Condensate engines could power bioelectrochemical devices

Biomedical engineers at Washington University in St. Louis have outlined how properties of biological condensates may serve as engines to power electrochemical reactions at a microscale

Leah Shaffer 
Biological condensates are clumps of molecules that condense, and scatter apart based on the surrounding chemical and electrical environment in a cell. They can appear like oil droplets in water but lack a membrane. Recent work from WashU researchers shows how to design and embed these proteins into living systems to serve as electron generators. (AI generated image courtesy Dai lab)
Biological condensates are clumps of molecules that condense, and scatter apart based on the surrounding chemical and electrical environment in a cell. They can appear like oil droplets in water but lack a membrane. Recent work from WashU researchers shows how to design and embed these proteins into living systems to serve as electron generators. (AI generated image courtesy Dai lab)

Researchers at Washington University in St. Louis are learning more about the principles of the electrical toolkit available within living cells: protein condensates.

In a paper published recently in Nature Materials, Yifan Dai, assistant professor of biomedical engineering at the McKelvey School of Engineering, demonstrates how these constantly shifting clumps of protein material can generate electricity, delivering a new framework for engineering biomaterials that could power bioelectrochemical devices. Such devices could be used to fight infection or clean up pollutants.

In the new research, Dai outlines how condensates can act as “battery droplets.” Inside a battery the real action happens at the interface — the thin boundary where the electrode and electrolytes touch.
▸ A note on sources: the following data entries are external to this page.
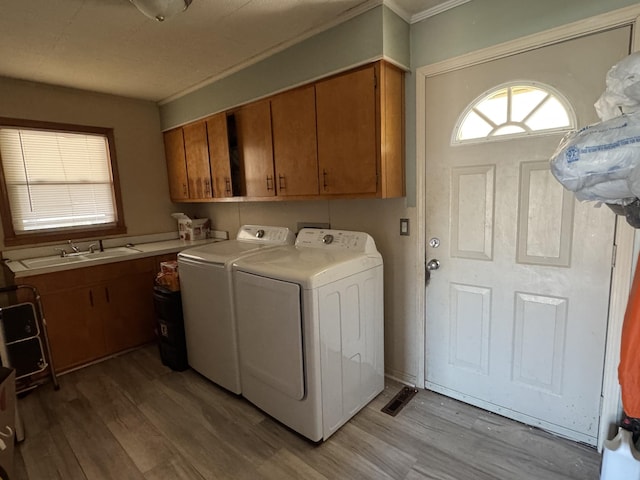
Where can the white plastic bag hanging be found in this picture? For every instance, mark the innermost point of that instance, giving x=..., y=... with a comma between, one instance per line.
x=601, y=162
x=622, y=94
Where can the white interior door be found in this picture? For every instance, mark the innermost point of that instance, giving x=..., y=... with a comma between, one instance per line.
x=516, y=315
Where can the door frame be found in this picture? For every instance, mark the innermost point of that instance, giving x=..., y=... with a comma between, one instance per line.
x=624, y=235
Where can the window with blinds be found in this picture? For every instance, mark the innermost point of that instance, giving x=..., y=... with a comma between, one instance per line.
x=57, y=180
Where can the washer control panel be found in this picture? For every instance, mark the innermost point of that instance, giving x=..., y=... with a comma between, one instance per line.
x=265, y=234
x=336, y=239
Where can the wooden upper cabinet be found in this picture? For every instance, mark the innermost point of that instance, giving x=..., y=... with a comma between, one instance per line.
x=255, y=149
x=176, y=165
x=219, y=157
x=293, y=120
x=391, y=124
x=341, y=137
x=360, y=121
x=197, y=155
x=346, y=122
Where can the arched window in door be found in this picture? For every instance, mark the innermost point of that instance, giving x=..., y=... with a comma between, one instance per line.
x=514, y=109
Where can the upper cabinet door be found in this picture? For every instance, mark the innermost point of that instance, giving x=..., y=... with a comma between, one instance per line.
x=176, y=165
x=197, y=154
x=219, y=158
x=346, y=122
x=293, y=117
x=255, y=150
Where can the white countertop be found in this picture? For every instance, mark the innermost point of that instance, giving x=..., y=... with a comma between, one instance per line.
x=14, y=259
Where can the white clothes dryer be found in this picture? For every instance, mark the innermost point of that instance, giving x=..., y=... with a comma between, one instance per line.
x=207, y=305
x=311, y=336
An “interfacial” electric field drives chemical reactions within a cell in a similar manner, converting chemical energy to electrical energy.
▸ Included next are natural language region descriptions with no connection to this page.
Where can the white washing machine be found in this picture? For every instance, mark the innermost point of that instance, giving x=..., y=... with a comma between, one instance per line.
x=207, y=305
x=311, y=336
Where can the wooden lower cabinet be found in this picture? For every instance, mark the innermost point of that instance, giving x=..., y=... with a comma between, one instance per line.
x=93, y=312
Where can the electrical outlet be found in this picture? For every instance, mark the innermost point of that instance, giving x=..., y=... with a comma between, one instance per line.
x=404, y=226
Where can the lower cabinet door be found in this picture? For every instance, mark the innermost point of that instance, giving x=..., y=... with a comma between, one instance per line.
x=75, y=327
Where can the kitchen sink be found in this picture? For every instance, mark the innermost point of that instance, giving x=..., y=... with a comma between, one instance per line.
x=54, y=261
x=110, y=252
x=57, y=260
Protein condensates are formed through the phase transition of intrinsically disordered proteins (IDPs). This process is governed by the interplay between the solvent (water and ions) and physical properties of these cell materials. Such material naturally creates a setting conducive to creating a nanoscale electrochemical battery.

Though they lack the metal plate electrode used in batteries, the proteins still have that interface that serves the same purpose, a surface where a condensate meets the surrounding solvent, where certain ions and molecules prefer one side over the other. That uneven distribution creates tiny electrical imbalances, like miniature voltages inside the cell.

 This voltage can drive electrochemical reactions like the metal electrode, thereby powering electron transfer. And because these droplets move, bump into membranes and fuse with each other, their interfaces are constantly rearranging — charging and discharging in bursts.

In other words, cells may be filled with countless of these soft “battery droplets” that store and release electrochemical energy on demand, giving synthetic biologists a new, dynamic way to power signals and reactions, said Dai.

In this research, the team demonstrates how genetically encoded protein materials that can undergo self-assembling into protein condensates can be engineered as an “electrogenic protein powerhouse.”  That powerhouse can be programmable depending on how they tinker with those surface residues and the extent of charge imbalance of the phase transition.

With a powerful battery droplet that can operate in living cells, as they further refine the technique, the potential applications for this biotechnology are boundless.

Dai’s team demonstrates that microscale “engines” in cell can drive a bit of alchemy, producing gold and copper nanoparticles directly in living cells. Such “biohybrid” electrochemical devices could be used to degrade pollution in wastewater. Further, through the same protein materials, they show how the redox reactions can be exploited to kill bacteria in an antibiotic free manner, which could lead to many new medical devices to improve human health.


Yu W, Ma Y, Yang L, Zhou Y, Liu X, Dai Y. Electrogenic protein condensates as intracellular electrochemical reactors. Nat Mater. 2026 Jan. 15 DOI: https://10.1038/s41563-025-02434-0

This research was supported by the Center for Biomolecular Condensates, the Institute of Material Science & Engineering, and the McKelvey School of Engineering at Washington University in. St. Louis.


The McKelvey School of Engineering at Washington University in St. Louis promotes independent inquiry and education with an emphasis on scientific excellence, innovation and collaboration without boundaries. McKelvey Engineering has top-ranked research and graduate programs across departments, particularly in biomedical engineering, environmental engineering and computing, and has one of the most selective undergraduate programs in the country. With 165 full-time faculty, 1,524 undergraduate students, 1,554 graduate students and 22,000 living alumni, we are working to solve some of society’s greatest challenges; to prepare students to become leaders and innovate throughout their careers; and to be a catalyst of economic development for the St. Louis region and beyond.